Alla luce di quanto accade in Europa e nel Nord Africa e Medio Oriente oggi, volere continuare a portare avanti politiche di integrazione è assolutamente inappropriato poiché costoro non hanno alcuna intenzione di integrarsi in Europa con una popolazione che giudicano con l’appellativo di “infedeli”.

Per l’Islam negare l'affermazione di un'etica scissa dal sacro, è incompatibile con la loro visione del mondo. Quest’aspetto del problema viene da tutti sottovalutato e da alcune parti politiche, specie di sinistra, addirittura negato. Poco attenti costoro ad esaminare le abitudini dei musulmani a chiudersi nel loro ghetto e pretendere di professare le loro fedi al di fuori delle leggi che vigono negli Stati che li ospitano. 

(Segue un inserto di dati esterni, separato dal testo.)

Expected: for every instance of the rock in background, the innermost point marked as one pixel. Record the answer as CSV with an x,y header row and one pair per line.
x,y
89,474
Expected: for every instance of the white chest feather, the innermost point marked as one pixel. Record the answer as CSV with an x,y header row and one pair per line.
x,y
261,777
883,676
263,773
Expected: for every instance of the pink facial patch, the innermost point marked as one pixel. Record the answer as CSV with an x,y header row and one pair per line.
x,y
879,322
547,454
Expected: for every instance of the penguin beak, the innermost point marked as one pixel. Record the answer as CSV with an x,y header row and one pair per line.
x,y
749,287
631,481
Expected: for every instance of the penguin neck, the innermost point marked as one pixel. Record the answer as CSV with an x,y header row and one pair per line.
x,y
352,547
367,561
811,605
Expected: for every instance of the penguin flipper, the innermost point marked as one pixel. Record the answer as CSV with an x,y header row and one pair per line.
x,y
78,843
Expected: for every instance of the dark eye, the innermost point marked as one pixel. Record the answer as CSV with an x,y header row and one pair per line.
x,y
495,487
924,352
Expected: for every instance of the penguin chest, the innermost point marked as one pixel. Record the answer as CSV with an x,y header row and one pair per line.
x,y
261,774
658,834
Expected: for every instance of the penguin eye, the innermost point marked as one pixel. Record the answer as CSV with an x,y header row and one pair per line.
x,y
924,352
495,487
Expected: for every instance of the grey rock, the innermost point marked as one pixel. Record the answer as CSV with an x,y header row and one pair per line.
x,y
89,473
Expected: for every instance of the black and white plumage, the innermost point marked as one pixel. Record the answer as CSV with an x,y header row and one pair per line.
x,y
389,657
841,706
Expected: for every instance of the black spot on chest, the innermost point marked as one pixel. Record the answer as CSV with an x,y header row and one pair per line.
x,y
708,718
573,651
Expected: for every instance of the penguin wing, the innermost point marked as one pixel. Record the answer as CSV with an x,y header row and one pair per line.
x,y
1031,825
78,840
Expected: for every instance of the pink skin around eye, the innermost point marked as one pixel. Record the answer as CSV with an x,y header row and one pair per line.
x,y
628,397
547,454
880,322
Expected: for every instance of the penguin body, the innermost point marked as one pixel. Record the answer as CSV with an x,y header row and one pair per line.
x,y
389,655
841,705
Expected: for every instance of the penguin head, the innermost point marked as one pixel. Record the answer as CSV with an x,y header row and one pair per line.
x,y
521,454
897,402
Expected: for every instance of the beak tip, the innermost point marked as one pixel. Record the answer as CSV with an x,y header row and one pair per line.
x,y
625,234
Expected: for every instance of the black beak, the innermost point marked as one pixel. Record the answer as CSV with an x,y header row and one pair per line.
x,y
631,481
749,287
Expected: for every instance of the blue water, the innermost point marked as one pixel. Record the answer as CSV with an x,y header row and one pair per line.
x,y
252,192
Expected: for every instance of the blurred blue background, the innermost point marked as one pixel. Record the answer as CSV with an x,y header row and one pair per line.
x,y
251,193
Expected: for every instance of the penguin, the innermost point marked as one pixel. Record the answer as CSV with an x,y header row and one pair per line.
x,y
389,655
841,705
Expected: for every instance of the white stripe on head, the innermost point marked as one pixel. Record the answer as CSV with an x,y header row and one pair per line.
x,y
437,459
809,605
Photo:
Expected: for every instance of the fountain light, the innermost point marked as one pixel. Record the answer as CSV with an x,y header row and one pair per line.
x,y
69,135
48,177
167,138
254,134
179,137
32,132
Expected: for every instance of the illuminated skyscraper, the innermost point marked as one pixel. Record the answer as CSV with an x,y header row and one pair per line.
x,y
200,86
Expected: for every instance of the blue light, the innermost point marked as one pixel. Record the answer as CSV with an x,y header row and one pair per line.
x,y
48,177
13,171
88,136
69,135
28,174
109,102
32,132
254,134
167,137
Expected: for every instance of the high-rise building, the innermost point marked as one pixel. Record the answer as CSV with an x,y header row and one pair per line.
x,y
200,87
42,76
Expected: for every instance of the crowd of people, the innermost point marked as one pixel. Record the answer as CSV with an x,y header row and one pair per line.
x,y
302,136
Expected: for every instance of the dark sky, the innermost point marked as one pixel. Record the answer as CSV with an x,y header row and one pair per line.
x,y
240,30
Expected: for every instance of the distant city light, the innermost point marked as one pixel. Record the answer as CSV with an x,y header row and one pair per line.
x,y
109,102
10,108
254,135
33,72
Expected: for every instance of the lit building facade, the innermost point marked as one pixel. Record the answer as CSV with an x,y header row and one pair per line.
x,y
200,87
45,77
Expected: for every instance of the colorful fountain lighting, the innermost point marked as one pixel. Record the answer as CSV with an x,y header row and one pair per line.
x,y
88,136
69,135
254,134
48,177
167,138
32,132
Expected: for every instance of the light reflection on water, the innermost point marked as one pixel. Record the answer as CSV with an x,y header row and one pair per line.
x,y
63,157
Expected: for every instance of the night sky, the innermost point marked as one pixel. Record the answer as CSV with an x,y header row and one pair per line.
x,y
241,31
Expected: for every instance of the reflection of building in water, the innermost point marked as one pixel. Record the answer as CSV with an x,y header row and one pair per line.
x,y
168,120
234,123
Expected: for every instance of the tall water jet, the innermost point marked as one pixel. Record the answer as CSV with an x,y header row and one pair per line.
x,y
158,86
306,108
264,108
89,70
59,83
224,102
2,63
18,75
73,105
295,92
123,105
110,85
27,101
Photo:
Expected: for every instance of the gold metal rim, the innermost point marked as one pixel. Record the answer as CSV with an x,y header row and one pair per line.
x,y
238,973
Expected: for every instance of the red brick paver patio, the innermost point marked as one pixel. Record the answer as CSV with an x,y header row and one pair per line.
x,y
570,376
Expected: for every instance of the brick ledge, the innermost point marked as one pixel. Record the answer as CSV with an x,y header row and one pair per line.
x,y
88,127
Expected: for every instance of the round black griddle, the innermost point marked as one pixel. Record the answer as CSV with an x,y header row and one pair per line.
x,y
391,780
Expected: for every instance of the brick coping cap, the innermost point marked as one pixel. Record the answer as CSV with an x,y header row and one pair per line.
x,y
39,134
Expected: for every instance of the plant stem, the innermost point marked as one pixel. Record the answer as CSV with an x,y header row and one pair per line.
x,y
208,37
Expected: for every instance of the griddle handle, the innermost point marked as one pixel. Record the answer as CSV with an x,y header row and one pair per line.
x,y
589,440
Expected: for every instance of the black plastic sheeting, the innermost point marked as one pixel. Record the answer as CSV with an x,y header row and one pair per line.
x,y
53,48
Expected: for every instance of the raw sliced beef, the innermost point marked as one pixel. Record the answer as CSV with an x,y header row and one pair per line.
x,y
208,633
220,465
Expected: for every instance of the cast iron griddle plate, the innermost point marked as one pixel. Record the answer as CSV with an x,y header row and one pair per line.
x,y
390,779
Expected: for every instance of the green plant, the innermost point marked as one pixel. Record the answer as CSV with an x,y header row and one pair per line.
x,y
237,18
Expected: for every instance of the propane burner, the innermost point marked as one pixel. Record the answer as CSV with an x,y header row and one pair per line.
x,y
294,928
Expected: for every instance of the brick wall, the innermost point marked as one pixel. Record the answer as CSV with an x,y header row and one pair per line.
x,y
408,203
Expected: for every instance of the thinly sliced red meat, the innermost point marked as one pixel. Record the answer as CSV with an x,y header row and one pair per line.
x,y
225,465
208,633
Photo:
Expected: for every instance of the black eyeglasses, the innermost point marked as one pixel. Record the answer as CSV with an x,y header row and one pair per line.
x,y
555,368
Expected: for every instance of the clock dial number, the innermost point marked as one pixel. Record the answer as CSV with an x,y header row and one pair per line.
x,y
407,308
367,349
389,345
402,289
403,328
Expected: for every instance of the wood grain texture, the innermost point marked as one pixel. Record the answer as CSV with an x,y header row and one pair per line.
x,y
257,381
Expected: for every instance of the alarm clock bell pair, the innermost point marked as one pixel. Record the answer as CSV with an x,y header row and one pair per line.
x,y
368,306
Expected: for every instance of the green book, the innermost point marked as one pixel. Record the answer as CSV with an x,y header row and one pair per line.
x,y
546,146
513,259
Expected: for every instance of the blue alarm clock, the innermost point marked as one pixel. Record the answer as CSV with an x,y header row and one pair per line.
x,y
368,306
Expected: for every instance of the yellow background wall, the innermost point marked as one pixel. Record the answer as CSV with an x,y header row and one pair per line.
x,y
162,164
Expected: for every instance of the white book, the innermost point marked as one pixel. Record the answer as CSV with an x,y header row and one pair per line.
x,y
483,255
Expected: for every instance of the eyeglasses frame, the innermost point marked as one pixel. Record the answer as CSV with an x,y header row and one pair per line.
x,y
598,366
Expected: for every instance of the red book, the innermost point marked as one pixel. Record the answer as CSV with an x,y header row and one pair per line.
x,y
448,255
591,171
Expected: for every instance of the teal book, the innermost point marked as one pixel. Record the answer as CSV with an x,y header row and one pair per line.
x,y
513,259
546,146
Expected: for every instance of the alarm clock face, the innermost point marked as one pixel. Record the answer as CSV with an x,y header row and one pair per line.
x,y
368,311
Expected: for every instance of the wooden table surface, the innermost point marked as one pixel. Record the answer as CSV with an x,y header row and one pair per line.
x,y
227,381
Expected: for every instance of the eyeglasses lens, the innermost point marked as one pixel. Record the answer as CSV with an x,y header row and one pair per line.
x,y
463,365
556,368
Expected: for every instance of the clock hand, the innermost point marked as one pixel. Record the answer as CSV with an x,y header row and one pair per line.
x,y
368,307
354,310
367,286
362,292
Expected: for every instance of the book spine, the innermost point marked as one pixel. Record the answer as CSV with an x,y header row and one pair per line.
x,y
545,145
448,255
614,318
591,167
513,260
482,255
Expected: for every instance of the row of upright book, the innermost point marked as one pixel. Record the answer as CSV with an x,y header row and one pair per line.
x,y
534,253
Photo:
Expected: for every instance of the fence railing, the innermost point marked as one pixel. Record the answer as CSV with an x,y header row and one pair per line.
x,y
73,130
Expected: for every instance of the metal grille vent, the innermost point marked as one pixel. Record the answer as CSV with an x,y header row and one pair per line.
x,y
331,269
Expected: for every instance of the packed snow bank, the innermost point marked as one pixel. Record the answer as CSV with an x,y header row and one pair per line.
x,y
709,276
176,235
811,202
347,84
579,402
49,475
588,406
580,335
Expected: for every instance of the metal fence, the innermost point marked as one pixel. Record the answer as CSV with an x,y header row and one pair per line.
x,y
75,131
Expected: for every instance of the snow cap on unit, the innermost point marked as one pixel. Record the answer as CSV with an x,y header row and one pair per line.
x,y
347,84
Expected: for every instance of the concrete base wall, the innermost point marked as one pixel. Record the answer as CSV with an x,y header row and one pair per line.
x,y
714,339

Né costoro adottano leggi dei medesimi Stati instaurando per contro le leggi della sharia, in netto contrasto con quelle degli Stati ospitanti. Gli himam poi, (che sorgono come funghi nominati non si sa bene da chi) anziché professare la parola che dovrebbe portare all’integra
zione, promulgano la fede fondamentalista che in un ordinamento democratico costituisce un attentato alle leggi vigenti.

La politica di integrazione a tutti i costi che il partito democratico italiano ha portato avanti a tutt’oggi (eccessivo esempio le esternazioni della Boldrini) non hanno certo contribuito allo scopo. L’Islam oggi si rivela quel che è. Il fondamentalismo islamico si presenta come una dichiarazione di guerra all'intera civiltà occidentale, di cui rifiuta la democrazia rappresentativa, la libertà individuale e la laicità dello Stato. Non si tratta solo di una guerra difensiva, bensì di una guerra offensiva e imperialista, che cesserà solo quando la religione della Sharia trionferà su tutto il pianeta. Come convivere con essi? Non capisco perché ci si debba noi adeguare alle loro leggi e costumi. Non dovrebbe essere il contrario?